- Dünya her yerde aynı, iş ve güç karşılığında para ve sevinç elde ediyorsun; ama tüm bunlar benim için ne ifade ediyor? Sen neredeysen ben orada iyiyim, acı çekeceksem, haz duyacaksam senin gözlerinin önünde olmalı.
- Sıkıntı ve isteksizlik Werther'in ruhunda gittikçe derinlere kök salmış, iç içe geçmiş ve zamanla tüm varlığını ele geçirmiş. Ruhundaki ahenk tamamen bozulmuş, doğasında var olan tüm yetenekleri alt üst eden içsel heyecan ve öfkesi çok aykırı etkiler doğurmuş ve o zamana kadar mücadele ettiği kötülüklerden daha ürkekçe kurtulmaya çalışırken sonunda bir bitkinlik içinde bulmuş kendini. Yüreğindeki endişe, ruhundaki diğer bütün güçleri, neşesini, keskin zekasını kemirmiş, insanların arasında hüzünlü biri haline gelmiş, gittikçe daha mutsuz bir insan olmuş, mutsuzluğu arttıkça başkalarına karşı haksız tavırlar sergilemiş.
- Kendini yetiştiren insan saçma ve kötü bir şey ortaya koymaz, kendini toplum ve terbiye kurallarına göre şekillendiren birinin asla çekilmez bir komşu, acayip kötü bir insan olamaması gibi;
- Çocukların bir şeyi niçin istediklerini bilmedikleri konusunda derin bilgi sahibi bütün öğretmenler ve eğitmenler hemfikir;fakat yetişkinler de çocuklar gibi bu dünyada oradan oraya sürükleniyorlar ve onlar gibi nereden gelip nereye gittiklerini bilmiyorlar,onlar gibi gerçek amaçlar doğrultusunda hareket etmiyor ve onlar gibi bisküvi,pasta,yerine göre şeker,yerine göre sopayla yönetiliyorlar.Genellikle buna kimse inanmıyor,ama bana göre bu çok açık bir şey.

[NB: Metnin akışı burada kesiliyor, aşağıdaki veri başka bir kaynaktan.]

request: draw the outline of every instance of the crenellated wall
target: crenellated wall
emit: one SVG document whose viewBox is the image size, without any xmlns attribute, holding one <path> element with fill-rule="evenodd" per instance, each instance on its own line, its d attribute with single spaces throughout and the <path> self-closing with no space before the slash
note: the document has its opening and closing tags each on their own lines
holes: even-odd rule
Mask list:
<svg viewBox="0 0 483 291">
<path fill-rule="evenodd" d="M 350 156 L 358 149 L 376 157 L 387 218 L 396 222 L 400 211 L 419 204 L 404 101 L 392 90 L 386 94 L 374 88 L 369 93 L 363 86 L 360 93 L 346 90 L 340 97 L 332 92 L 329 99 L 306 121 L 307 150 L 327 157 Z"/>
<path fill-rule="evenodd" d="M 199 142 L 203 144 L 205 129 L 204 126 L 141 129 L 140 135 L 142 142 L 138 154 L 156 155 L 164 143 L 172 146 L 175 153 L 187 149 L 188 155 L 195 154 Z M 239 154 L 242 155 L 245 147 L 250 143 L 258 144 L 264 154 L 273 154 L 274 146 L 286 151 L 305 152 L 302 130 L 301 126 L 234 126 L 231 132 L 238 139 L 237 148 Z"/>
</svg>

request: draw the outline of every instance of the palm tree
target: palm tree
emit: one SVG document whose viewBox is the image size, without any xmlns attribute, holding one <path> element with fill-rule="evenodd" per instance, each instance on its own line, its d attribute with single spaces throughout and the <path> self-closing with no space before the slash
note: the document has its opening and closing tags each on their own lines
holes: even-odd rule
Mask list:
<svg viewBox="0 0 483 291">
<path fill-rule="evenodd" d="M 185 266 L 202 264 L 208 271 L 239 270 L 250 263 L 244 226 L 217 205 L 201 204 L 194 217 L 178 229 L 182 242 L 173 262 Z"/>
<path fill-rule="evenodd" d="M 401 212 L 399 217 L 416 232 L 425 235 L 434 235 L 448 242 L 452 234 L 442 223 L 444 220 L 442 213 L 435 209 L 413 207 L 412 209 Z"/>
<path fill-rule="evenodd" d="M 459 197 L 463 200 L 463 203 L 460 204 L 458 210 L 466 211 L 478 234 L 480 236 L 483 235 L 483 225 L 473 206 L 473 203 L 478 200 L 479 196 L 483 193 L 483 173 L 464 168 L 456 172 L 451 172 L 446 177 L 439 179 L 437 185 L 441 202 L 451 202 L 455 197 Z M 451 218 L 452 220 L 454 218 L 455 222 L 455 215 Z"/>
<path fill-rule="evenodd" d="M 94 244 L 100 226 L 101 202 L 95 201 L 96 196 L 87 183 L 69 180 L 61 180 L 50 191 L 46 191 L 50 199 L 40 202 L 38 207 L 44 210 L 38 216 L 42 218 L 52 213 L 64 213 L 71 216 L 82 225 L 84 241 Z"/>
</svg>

- Üst sınıfın insanları,alt sınıfa karşı her zaman soğuk bir mesafe içinde,sanki yakın davransalar bir şey kaybedeceklermiş gibi;bir de düşüncesizler ve başkalarına kötü niyetle takılmaktan hoşlananlar var,kibirlerini zavallı insanlara daha çok hissettirsinler diye onların seviyesine inmiş gibi davranıyorlar.
- Eşit olmadığımızı,olamayacağımızı çok iyi biliyorum,ancak saygı görmek adına alt tabaka insanlarından kendini uzak tutmak gerektiğine inanan kişi,yenilgiden korktuğu için düşmandan saklanan bir korkak kadar eleştiriyi hak eder.
- Ey dostlar! Deha seli niçin bu kadar ender akar,sular niçin bu kadar ender kabarır ve şaşkın ruhunuzu sarsar? -Sevgili dostlar,bahçedeki kulübeleri,lale tarhları,sebze bahçeleri mahvolmasın diye,gelecekte olabilecek felaketlere karşı zamanında yaptıkları set ve kanallarla önlem almayı bilen beyler suyun iki tarafında huzur içinde otururlar.
- Bahçeden kopardığı bir baş lahanayı sofraya koyan insanın basit ve saf mutluluğunu kalbim hissedebiliyorsa,keyfime diyecek yoktur,çünkü o yalnızca lahanayı değil,bütün güzel günleri,onu ektiği o tatlı sabahı,suladığı o tatlı akşamları da sofraya koymuş olur,lahananın günbegün büyümesi ona haz verdiği için her şeyin tadına bir anda yeniden varır.
- İşte böyle sevgili Wilhelm,dünyada en çok çocukları kendime yakın buluyorum.Onları seyrederken,en ufak şeyde bile,gün gelip de çok ihtiyaç duyacakları tüm erdemlerin,tüm güçlerin mayasını görünce,inatçılıklarında gelecekteki tutarlılığa ve karakter sağlamlığına,yaramazlıklarında dünyanın tehlikelerine teğet geçen mizah ve umursamazlığa bakınca,her şey öylesine bozulmamış,öylesine bütünlük içinde ki!
- Bizimle eşit olan,örnek almamız gereken çocuklara biz kul muamelesi yapıyoruz.Hiçbir istekleri olmamalı! -Sanki bizim yok mu? Peki bizi ayrıcalıklı kılan şey ne? -Çünkü biz yaşça daha büyük ve daha akıllıyız! -Ey tanrım,gökyüzünden hem yaşlı çocukları,hem de genç çocukları görüyorsun,hepsi bu; hangisinden hoşlandığını senin Oğlun bildireli çok zaman oldu.Ona inanıyorlar,ama onu dinlemiyorlar- bu da çok eski bir hikaye zaten!